NL processing intelligently matches the input to the most relevant alias and processes the query accordingly. This allows for a more flexible and user-friendly querying experience.

Limitations of Entity/Filter Matching

While alias matching is lenient, entities/filters require exact spellings (for example, router_id or s2_inst or region)

Since the NL process performs a direct substitution for these values, they must be spelled correctly and match exactly as stored in the system.

Alias Label Autopopulation

While aliases significantly streamline the query process, their manual construction can sometimes be complex or unintuitive. Users must follow specific rules when inserting template placeholders, and mistakes can result in nonfunctional aliases.
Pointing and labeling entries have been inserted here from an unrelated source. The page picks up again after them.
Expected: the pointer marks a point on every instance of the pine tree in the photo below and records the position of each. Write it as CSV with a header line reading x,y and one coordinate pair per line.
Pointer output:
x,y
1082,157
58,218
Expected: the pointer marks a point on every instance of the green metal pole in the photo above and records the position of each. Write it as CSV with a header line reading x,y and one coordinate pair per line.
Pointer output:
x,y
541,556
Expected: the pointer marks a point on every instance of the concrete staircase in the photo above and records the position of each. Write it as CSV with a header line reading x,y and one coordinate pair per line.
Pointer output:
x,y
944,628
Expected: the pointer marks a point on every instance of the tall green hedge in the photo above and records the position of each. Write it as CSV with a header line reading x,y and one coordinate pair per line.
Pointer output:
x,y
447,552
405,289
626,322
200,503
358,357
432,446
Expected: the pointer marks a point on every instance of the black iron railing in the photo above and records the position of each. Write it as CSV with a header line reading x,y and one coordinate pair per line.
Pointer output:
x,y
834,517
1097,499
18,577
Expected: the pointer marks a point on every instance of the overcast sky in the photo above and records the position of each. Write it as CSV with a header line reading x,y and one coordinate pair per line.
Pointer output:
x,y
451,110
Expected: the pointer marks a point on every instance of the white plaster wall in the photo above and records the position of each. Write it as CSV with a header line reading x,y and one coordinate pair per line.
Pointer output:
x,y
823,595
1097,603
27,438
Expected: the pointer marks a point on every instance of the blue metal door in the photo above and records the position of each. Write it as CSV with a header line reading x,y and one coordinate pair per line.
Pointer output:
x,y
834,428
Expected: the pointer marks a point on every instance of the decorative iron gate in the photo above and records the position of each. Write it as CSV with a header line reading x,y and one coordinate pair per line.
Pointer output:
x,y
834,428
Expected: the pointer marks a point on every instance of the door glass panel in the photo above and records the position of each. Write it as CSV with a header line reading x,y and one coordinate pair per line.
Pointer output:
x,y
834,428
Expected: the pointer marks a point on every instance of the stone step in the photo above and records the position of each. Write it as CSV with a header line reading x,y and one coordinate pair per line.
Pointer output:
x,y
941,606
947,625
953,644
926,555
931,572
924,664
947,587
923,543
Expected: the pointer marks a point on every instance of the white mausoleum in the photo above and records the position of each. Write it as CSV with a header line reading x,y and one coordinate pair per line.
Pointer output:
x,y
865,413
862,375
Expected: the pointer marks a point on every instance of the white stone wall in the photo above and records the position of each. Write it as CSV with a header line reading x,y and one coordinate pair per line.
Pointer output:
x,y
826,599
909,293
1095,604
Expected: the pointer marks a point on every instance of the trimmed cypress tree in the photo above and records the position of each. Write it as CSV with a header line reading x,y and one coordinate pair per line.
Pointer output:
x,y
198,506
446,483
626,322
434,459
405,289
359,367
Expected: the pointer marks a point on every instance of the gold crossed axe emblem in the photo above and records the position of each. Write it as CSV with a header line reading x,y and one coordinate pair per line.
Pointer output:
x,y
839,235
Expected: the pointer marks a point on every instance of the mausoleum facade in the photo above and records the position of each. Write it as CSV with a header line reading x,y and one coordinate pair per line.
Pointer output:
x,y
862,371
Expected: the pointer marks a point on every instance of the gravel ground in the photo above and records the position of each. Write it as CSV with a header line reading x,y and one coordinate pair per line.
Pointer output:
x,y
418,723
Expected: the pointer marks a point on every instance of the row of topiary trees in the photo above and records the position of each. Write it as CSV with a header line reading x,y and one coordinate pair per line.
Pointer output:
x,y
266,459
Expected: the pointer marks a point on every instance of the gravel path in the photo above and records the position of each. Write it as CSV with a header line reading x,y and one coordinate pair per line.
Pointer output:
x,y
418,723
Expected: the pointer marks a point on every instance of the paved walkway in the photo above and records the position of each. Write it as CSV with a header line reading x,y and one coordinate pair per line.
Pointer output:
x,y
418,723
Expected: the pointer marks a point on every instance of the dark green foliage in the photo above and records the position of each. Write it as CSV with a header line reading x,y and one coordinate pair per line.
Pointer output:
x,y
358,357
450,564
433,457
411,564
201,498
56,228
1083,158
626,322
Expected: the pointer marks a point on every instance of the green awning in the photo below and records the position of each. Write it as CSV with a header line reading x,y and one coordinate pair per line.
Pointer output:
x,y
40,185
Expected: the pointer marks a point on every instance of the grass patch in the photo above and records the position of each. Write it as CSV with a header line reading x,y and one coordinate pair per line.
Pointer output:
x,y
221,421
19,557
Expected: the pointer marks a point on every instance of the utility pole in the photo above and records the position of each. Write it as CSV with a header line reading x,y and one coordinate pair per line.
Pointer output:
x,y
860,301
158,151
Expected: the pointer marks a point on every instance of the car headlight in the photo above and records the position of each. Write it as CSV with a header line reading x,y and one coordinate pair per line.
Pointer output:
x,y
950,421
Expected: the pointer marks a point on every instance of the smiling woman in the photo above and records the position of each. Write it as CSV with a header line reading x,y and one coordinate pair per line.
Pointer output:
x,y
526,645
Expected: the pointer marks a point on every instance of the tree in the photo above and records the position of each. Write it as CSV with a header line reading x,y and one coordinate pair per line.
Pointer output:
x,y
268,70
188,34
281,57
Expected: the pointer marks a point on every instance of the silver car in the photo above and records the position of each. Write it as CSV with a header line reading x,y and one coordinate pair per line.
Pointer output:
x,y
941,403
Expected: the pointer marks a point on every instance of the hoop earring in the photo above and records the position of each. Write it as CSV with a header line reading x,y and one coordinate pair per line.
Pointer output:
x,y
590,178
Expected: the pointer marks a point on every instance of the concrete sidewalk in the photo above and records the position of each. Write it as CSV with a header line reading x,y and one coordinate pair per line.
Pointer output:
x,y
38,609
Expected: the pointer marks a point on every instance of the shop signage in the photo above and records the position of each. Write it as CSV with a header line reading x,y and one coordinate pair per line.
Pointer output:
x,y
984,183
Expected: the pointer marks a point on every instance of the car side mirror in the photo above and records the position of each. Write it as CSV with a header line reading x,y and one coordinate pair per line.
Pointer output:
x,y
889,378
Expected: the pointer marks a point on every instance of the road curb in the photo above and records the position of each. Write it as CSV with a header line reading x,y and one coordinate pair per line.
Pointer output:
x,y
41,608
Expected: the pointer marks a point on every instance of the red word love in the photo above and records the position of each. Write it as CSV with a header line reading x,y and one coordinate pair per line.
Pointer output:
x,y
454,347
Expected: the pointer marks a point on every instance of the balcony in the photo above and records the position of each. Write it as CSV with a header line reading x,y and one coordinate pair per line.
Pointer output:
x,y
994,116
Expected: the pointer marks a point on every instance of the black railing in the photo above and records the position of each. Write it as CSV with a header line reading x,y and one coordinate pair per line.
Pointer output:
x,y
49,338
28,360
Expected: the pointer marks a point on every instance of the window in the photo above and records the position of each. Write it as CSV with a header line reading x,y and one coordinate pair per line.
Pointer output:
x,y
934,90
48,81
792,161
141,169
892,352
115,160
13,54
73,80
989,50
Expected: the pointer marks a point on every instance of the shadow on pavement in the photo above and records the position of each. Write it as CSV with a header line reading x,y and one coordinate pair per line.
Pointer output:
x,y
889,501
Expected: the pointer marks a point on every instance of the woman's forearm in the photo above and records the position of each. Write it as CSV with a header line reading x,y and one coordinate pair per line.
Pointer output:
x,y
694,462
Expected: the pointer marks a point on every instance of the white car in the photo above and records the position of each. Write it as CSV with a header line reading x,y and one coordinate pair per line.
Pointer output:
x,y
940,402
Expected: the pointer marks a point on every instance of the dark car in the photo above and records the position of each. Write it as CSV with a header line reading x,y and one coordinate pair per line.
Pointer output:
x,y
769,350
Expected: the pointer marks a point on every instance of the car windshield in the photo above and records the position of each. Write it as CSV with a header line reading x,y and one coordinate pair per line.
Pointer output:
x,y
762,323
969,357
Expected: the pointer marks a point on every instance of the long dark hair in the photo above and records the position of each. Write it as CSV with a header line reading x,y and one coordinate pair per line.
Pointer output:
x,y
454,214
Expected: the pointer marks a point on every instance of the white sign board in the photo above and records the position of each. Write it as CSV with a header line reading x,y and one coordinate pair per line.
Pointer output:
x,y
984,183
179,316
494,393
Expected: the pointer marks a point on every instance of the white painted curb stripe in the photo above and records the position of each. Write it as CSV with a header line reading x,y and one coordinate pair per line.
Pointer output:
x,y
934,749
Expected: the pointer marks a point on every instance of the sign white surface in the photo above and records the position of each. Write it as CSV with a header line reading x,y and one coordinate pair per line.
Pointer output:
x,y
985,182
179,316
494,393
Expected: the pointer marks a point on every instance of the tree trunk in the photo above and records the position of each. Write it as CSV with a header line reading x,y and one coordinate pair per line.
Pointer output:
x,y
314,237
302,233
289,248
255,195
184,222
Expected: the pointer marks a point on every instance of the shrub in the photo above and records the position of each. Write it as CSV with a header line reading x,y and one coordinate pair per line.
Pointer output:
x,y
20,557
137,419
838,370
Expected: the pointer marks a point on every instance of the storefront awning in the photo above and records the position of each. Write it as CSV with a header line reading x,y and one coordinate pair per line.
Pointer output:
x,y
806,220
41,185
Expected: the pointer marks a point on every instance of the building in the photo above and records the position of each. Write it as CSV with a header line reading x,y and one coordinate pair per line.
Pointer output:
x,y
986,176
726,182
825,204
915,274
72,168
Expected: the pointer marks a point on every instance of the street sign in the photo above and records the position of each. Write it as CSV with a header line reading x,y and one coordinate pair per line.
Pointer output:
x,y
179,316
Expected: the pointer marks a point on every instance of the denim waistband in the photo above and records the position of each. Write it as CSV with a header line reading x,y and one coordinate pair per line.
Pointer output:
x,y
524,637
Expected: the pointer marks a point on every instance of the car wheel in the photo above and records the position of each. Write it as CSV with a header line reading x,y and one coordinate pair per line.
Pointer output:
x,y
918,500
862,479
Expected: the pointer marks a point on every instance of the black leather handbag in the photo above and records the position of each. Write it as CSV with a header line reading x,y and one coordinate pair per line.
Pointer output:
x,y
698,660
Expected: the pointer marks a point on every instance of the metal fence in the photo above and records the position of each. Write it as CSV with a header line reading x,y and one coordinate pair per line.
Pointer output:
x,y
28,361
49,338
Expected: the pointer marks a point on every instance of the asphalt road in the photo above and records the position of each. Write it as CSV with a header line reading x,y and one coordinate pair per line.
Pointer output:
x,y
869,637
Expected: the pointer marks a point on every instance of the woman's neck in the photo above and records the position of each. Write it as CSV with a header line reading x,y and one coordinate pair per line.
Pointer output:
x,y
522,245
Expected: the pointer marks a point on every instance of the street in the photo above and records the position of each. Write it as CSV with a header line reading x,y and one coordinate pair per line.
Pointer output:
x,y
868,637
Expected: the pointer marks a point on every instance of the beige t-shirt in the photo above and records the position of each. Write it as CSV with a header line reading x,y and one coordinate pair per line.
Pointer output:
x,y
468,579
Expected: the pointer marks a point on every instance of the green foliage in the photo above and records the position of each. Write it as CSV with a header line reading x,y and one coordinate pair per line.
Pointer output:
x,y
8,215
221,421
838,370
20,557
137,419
For example, if you want the alias:

“device events for devices abc and def*”*

To resolve to the following S2QL query:

device_events_ml as table where device=abc or device=def

You might struggle with how to define dynamic fields needed:

Should you use {{DEVICE}}, {{DEVICE1}}, or {{DEVICE_1}}?
How should it handle multiple devices (such as {{DEVICE2}})?

To address this, the NL process supports alias label autopopulation using entity recognition. Instead of requiring you to manually insert template fields, the NL process can automatically detect and normalize them as follows.

Create an alias with a natural language query (such as “device events for devices abc and def”) but without template placeholders.
Enter the corresponding S2QL query as usual.
The NL process scans the S2QL query for potential filter values (such as abc and def for device).
The NL process searches for these values in the alias text and dynamically assigns template placeholders where applicable.
The alias is normalized so that future queries can be processed dynamically without manual intervention.

Here is an example:

NL Phrase Example

After clicking save and creating the alias, the alias page appears as follows:

NL Alias Page

This autopopulation feature is especially useful for those inexperienced with alias creation and/or dealing with aliases that are overly complex. It can also be used to test out the validity of an alias–if the NL process is not able to resolve and normalize, then this entity does not exist in the s2_entities collection.

Best Practices for NL Queries

Here is a brief list of best practices when using NL queries and aliases.

When building NL queries:

Start an existing widget:

1. Use the "NL Phrase" button for the widget.

2. Type in an NL phrase that can be used to invoke the widget. Reference any entities in the s2ql in the NL phrase, and the NL phrase is automatically generalized, such as:

    “*Show me the status of router xxx interface yyy*”

Use the query builder:

1. Get the query built as the user prefers, including filters, sorting, groups, and so on.

2. "Add Phrase"

3. For any entity filters needing to be generalized, ensure that a reference to those entities in the NL phrase.

Use Copilot to build dashboards.

When building NL Aliases:

Make NL queries at least 3 words long.
The NL queries should be meaningful.
Create entity-specific NL queries so that the system learns the broader label names (a generic query is generated from a specific query from created aliases).
Avoid semantic overlap when possible (status of devices and health of devices).
Avoid use of phrases like Show me…, What is the…? For example, instead of using show me the status of devices, just use status of devices. The extra words should not cause problems, but it is better to limit the alias to meaningful words.